South Dakota students prevent 11,000 kilograms of carbon dioxide from entering the atmosphere

With funding from NOAA Planet Stewards, Spencer Cody, a teacher in Roscoe, South Dakota, challenged his students to learn about carbon’s role in our climate and reduce their carbon footprint along the way. But in the spring of 2020, Cody, like so many other educators, suddenly found himself navigating school closures and other challenges set off by the COVID-19 pandemic. As the 2020-2021 school year progressed, however, he and his students managed to find a creative solution that allowed them to not only meet, but also far exceed their carbon emission reduction targets.

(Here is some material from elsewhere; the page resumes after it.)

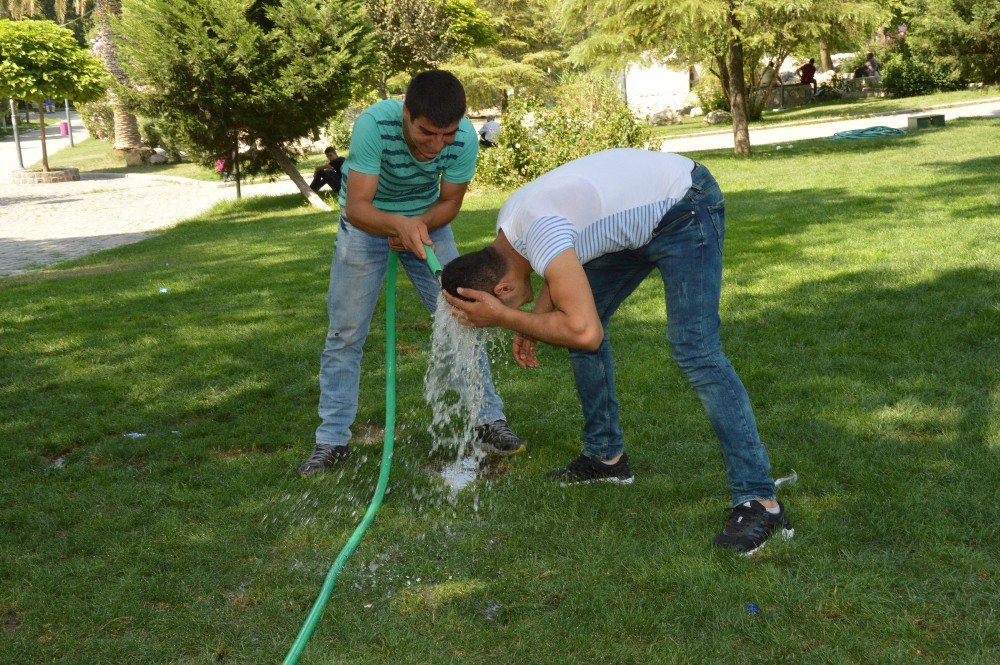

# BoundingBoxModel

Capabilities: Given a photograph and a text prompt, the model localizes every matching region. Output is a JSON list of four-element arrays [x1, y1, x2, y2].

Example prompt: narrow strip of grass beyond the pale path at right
[[653, 86, 1000, 138]]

Students take notes and weigh common household items, including plastic water bottles, soda cans, and soap dispensers.

Students in Spencer Cody's class weigh items they intend to recycle to calculate their impact on atmospheric carbon. This photo was taken in March 2020, shortly before the COVID-19 pandemic took their NOAA Planet Stewards project in an unexpected direction. (Image credit: Spencer Cody)

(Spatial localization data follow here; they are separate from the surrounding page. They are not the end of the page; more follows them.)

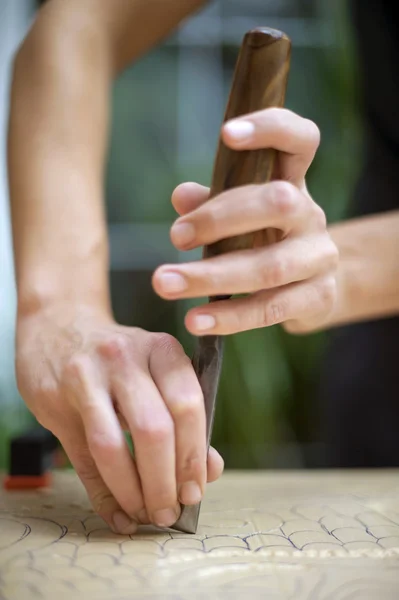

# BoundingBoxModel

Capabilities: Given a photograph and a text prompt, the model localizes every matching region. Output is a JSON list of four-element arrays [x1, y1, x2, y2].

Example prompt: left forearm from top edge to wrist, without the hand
[[9, 0, 208, 315]]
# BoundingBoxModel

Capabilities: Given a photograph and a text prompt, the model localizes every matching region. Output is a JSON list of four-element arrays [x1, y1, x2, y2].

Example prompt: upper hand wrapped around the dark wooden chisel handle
[[153, 108, 338, 335]]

At the start of the 2019-2020 school year, before the COVID-19 pandemic, Cody began by teaching his students about the carbon cycle. “Without understanding the carbon cycle, it is difficult for students to visualize their personal impact in relation to their carbon footprint,” he says. They even tested their skills at building and monitoring miniature terrestrial and aquatic environments in sealed containers to see how long they could maintain stable temperatures and levels of carbon dioxide, oxygen, and dissolved ions. 

Cody then challenged his students to make a difference in carbon emissions. He set an ambitious target for his students, challenging them to reduce carbon emissions by 1,398 kilograms of carbon dioxide, three times what his school was able to prevent during a previous NOAA Planet Stewards grant. He encouraged students to take concrete stewardship actions, choosing to change one activity in order to reduce emissions, one item to reuse, and ten items from their home to target with their recycling efforts. Students would use carbon calculators to relate these everyday activities to carbon emissions. 

“Everything went according to plan until March 2020,” reported Cody. In order to recycle, the students had been organizing transportation for materials to the nearest recycling center in a nearby town. As the pandemic progressed, the center eventually closed its doors. And with in-person school closed, Cody was forced to suspend all of the stewardship actions components of the project for the rest of the school year.

However, the fall of 2020 brought a fresh start. Cody led his students, now back in person, through the carbon cycle and sealed container experiments and resumed his carbon emissions reduction challenge. With the recycling center still closed, they even managed to find a strategy that allowed them to not only meet, but surpass their carbon emissions reduction target.

The answer was to recycle scrap metal. Scrap metal was something that many students found around their properties, and it could be recycled at a different facility nearby. “Recycling scrap aluminum, iron, and copper quickly exceeded our goal even after deducting fuel for transporting,” said Cody. “The students were amazed that their shelterbelt [a row of trees or shrubs that acts as a windbreak for an agriculture field] filled with junk was actually worth something and was a key strategy toward saving our planet.” 

The project wrapped up in 2021 with the following tally: 1,322 kilograms of carbon dioxide were prevented from entering the atmosphere through reducing measures, 755 kilograms through reusing, and 9,230 kg through recycling. Their grand total — 11,307 kilograms of carbon dioxide — is equivalent to what a car would produce driving 28,000 miles, which is more than the circumference of the Earth!